Processo de filiação do presidente Bolsonaro volta à estaca zero

Valdemar da Costa Neto deu passos largos para atrair o presidente, abriu os braços e o partido, mas São Paulo é a dificuldade; o presidente não quer abrir mão do Estado

  • Por José Maria Trindade
  • 16/11/2021 14h23 - Atualizado em 16/11/2021 16h21
WALLACE MARTINS/FUTURA PRESS/ESTADÃO CONTEÚDO Presidente da república, Jair Bolsonaro, durante cerimônia no Palácio do Planalto Cerimônia de filiação de Bolsonaro ao PL estava confirmada para o dia 22, mas foi adiada, sem data certa para acontecer

A filiação do presidente Jair Bolsonaro a um partido político entre os 33 devidamente registrados no TSE não é um ato tão simples assim.
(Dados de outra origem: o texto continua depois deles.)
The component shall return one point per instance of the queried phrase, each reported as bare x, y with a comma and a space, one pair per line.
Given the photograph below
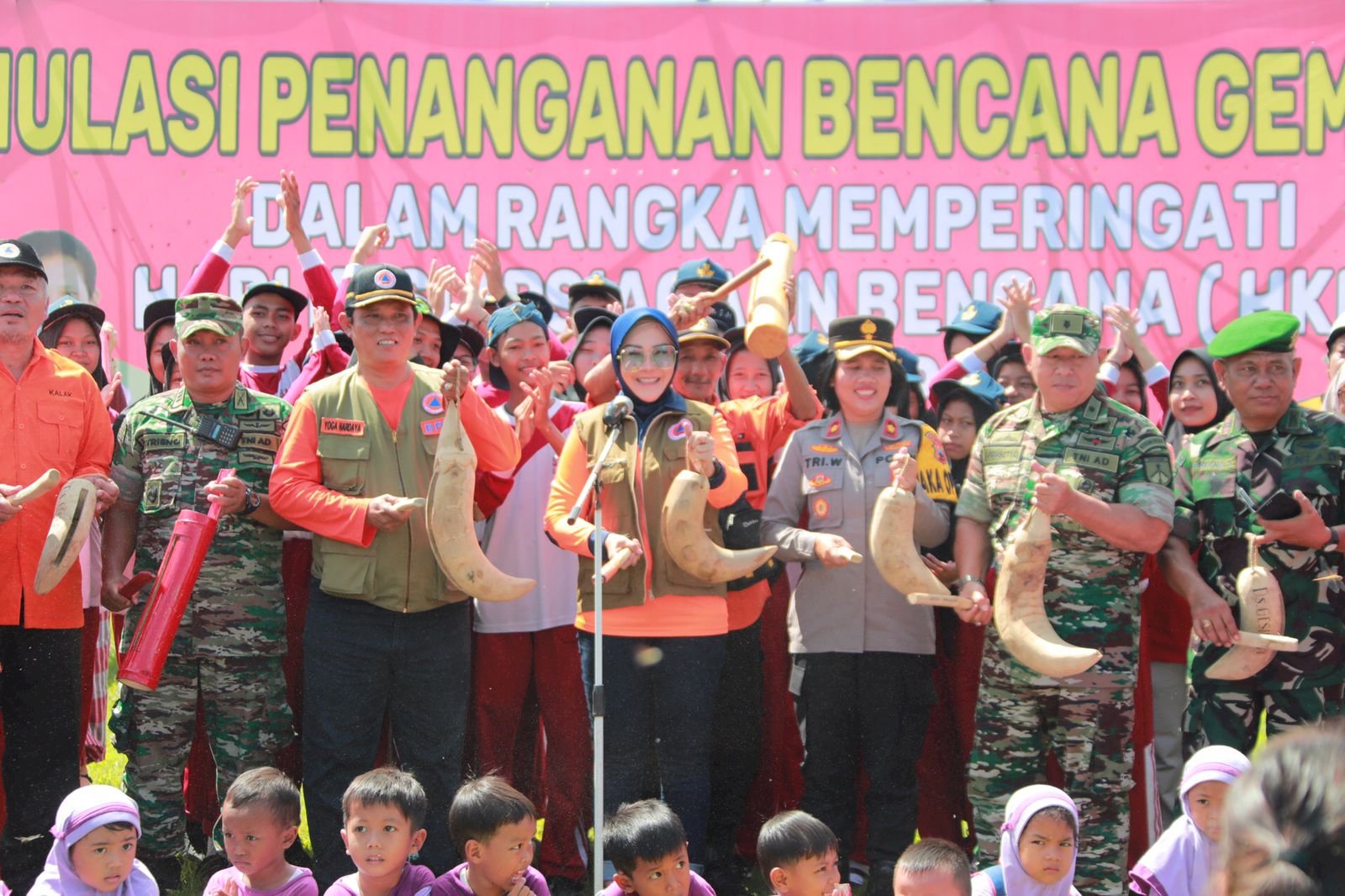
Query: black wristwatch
252, 502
É mais ou menos como estacionar um transatlântico num porto tomado de barcos pequenos e grandes em mar minado. A ancoragem é complicada. Não é só o presidente que chega na sigla. Um pacote é apresentado. Os filhos do presidente e pelo menos 34 deputados vão seguir o mesmo caminho e o trânsito partidário fica engarrafado. Há divergências regionais onde os chefes locais da sigla escolhida reagem. “Esse pessoal é nosso adversário por aqui”, foram as mensagens recebidas pelos dirigentes do PP para reduzir o ímpeto com que a aproximação era articulada. O presidente do PP, ministro Ciro Nogueira, chegou a dizer a aliados que foi até onde pôde para levar o presidente e um grupo político para a filiação, mas que não daria mais um passo. Aí, entrou o presidente do PL, Valdemar da Costa Neto, que deu passos largos para atrair o presidente. Abriu os braços e o partido, mas São Paulo é a dificuldade. O presidente Jair Bolsonaro não abriu mão do Estado. “Não posso ficar distante da política no estado mais populosos do Brasil. São 46 milhões de habitantes”, argumentou o presidente na conversa dura com Valdemar. Só a região metropolitana está com mais de 22 milhões de moradores. Para se ter uma ideia, Portugal tem 10 milhões de habitantes. 

A data de filiação do presidente no PL estava marcada, mas já está cancelada. É a segunda vez que o partido é abandonado no altar. Na eleição de 2018 estava tudo certo para a filiação, mas o candidato fez uma viagem ao Rio Grande do Sul e voltou comprometido com o PSL, que deu até as chaves do cofre, mas marcou data para o casamento de conveniência. Eleito o presidente e a segunda maior bancada na Câmara, o deputado Luciano Bivar cobrou a retomada da sigla. “Era o combinado”, segundo o presidente do PSL, ao pedir o despejo do presidente e do grupo de aliados incondicionais. A passagem de Jair Bolsonaro pelo PSL criou um fantasma, um partido que não existe na prática, uma miragem. Se transformou na maior bancada da Câmara, influente representação que preside três comissões permanentes, inclusive a toda poderosa Comissão de Constituição e Justiça, leva a fatia maior do Fundo Partidário e do Fundo Eleitoral e nem sabe o que fazer com os milhões de reais, mas não tem futuro. Sabendo deste caminho certo para o ostracismo, o deputado eleito pela força do presidente Jair Bolsonaro e que assumiu a primeira secretaria da Câmara, Luciano Bivar, fez uma fusão duvidosa, com outra miragem, o DEM. Muitos poderosos e poucos votos é a marca do novo partido que vai se chamar União Brasil. 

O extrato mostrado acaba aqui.